Salió de casa de Lin antes de que amaneciera. El patio todavía estaba oscuro, aunque a través de la cima de un caqui se podía entrever ya un pedazo de cielo azul. Lin había descorrido poco a poco el cerrojo de la puerta, que se entreabrió chirriando. Él se deslizó por el pequeño espacio y se volvió para mirar cómo se cerraba la gran puerta antigua cubierta de clavos. Luego, llegó hasta la callejuela arrastrando la bicicleta. No tenía prisa por subir en ella, escuchaba cómo sus pasos recorrían las calles una tras otra. No tenía intención de volver a casa pronto. Si Lao Tan, su compañero de habitación, le hubiera preguntado qué le pasaba, habría necesitado mucha saliva para inventarse una historia. En la avenida, el ruido de la ciudad, que despertaba poco a poco, cubría el eco de sus pasos: el zumbido de los ventiladores de los puestos de buñuelos y leche de soja, el tintineo que sobre la calzada asfaltada producían las herraduras de los caballos o mulos que arrastraban los carros de los campesinos que llevaban verduras a la ciudad, los primeros trolebuses todavía vacíos que pasaban silbando, además de las bicicletas y los peatones, cada vez más numerosos. Respiraba profundamente, llenando sus pulmones de un frescor que le hacía feliz; sentía una especie de confianza en sí mismo que le tranquilizaba. A mediodía vio a Lin en el comedor del trabajo. Llevaba una camisa de manga larga y un pañuelo de seda en el cuello. Los colegas que estaban sentados a su mesa se acababan de marchar; entonces ella le dijo en voz baja, guiñándole el ojo: «Tengo el cuello morado por tu culpa». Esbozó una sonrisa que no parecía reprocharle nada.

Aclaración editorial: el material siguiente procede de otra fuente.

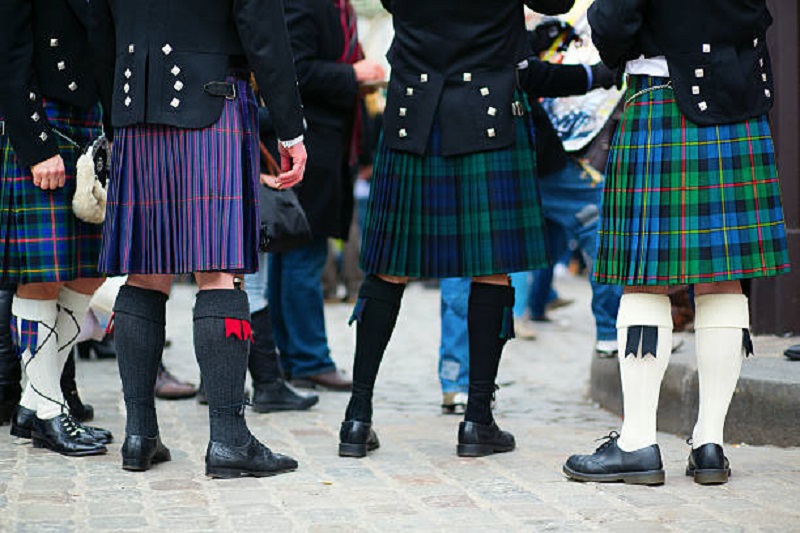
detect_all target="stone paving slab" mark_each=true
[0,278,800,533]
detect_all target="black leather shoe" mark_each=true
[564,431,665,485]
[206,435,297,479]
[122,435,172,472]
[339,420,381,457]
[253,379,319,413]
[31,415,108,457]
[456,421,516,457]
[686,443,731,485]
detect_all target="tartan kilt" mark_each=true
[0,101,102,284]
[361,95,548,278]
[595,76,789,285]
[100,77,259,275]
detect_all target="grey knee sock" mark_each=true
[194,289,252,446]
[114,285,168,437]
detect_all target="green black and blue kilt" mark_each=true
[595,76,789,285]
[0,101,102,284]
[361,93,548,278]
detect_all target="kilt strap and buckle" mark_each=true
[203,81,236,100]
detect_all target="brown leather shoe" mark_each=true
[292,368,353,391]
[156,364,197,400]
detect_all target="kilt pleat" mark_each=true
[361,96,548,278]
[595,76,789,285]
[100,78,259,274]
[0,101,102,284]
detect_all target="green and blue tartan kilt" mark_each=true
[595,76,789,285]
[0,101,102,284]
[361,96,548,278]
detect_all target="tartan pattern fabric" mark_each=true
[100,77,259,275]
[0,101,102,284]
[595,76,789,285]
[361,95,548,278]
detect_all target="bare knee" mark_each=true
[127,274,174,295]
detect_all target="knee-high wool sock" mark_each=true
[617,293,672,452]
[194,289,253,446]
[692,294,750,448]
[344,275,406,422]
[464,283,514,425]
[114,285,168,437]
[12,297,64,420]
[56,287,92,404]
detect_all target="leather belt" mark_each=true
[203,81,236,100]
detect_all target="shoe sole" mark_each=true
[253,397,319,413]
[206,466,297,479]
[563,465,666,485]
[339,442,381,458]
[686,468,731,485]
[33,436,108,457]
[456,444,516,457]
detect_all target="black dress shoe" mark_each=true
[686,443,731,485]
[339,420,381,457]
[456,421,516,457]
[206,435,297,479]
[564,431,665,485]
[253,379,319,413]
[31,415,108,457]
[122,435,172,472]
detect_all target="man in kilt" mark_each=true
[92,0,306,478]
[0,0,112,456]
[564,0,789,484]
[339,0,573,457]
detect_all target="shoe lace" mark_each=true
[595,431,619,452]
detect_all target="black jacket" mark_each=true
[589,0,774,125]
[285,0,358,239]
[0,0,98,167]
[92,0,303,140]
[383,0,573,156]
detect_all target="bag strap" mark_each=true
[258,141,281,176]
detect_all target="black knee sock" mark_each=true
[344,275,406,422]
[114,285,168,437]
[194,289,253,446]
[247,307,283,383]
[464,283,514,424]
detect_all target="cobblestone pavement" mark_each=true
[0,279,800,533]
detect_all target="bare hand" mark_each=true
[276,142,308,189]
[353,59,386,83]
[31,155,67,191]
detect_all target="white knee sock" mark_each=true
[692,294,750,448]
[617,293,672,452]
[12,297,64,420]
[56,287,92,370]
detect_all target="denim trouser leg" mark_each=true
[244,253,268,315]
[439,278,472,393]
[267,237,336,378]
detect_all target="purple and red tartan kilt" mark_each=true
[595,76,789,285]
[100,77,259,275]
[0,101,102,284]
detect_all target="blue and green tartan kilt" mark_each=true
[595,76,789,285]
[361,93,548,278]
[0,101,102,284]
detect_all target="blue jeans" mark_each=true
[439,278,472,393]
[267,237,336,378]
[532,159,622,340]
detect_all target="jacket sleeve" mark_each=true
[589,0,646,68]
[519,57,589,98]
[285,0,358,109]
[525,0,575,15]
[89,0,117,140]
[234,0,303,141]
[0,0,58,167]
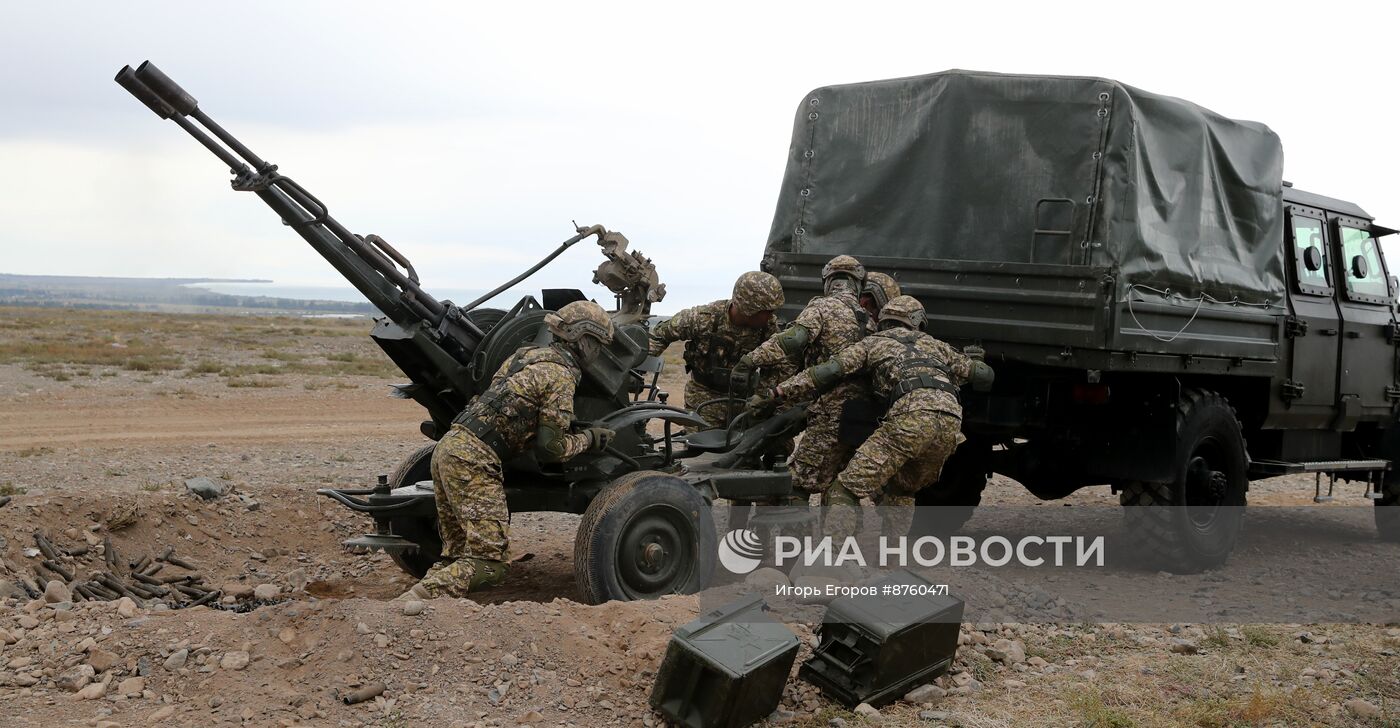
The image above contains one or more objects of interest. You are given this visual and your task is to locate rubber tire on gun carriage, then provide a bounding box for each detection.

Le resultaba difícil decir si amaba a Lin o no, pero a partir de aquel día se quedó prendado de su maravilloso cuerpo. Se citaron varias veces, aunque casi nunca podía ser en casa de ella. Si sus padres estaban allí, él tenía que escuchar respetuosamente cómo daban su opinión sobre los asuntos importantes del país; no podía librarse de eso. Tenía que parecer perfecto frente a aquellas venerables personas, aparentar que él también era descendiente de revolucionarios y guardarse su sinceridad para otro momento. Cuando los ancianos empezaban a bostezar y se iban del salón, Lin le guiñaba el ojo y hablaba con él de asuntos sin importancia del trabajo, y cuando ya no se oía ningún ruido en la habitación de sus padres, se levantaba y le decía adiós en voz alta. Lin lo acompañaba fuera del salón hasta el patio oscuro. Entonces entraba furtivamente en la galería, se escondía detrás de una columna y esperaba a que Lin hubiera apagado las luces del salón y de su habitación para entrar en el cuarto. Allí eran felices durante toda la noche.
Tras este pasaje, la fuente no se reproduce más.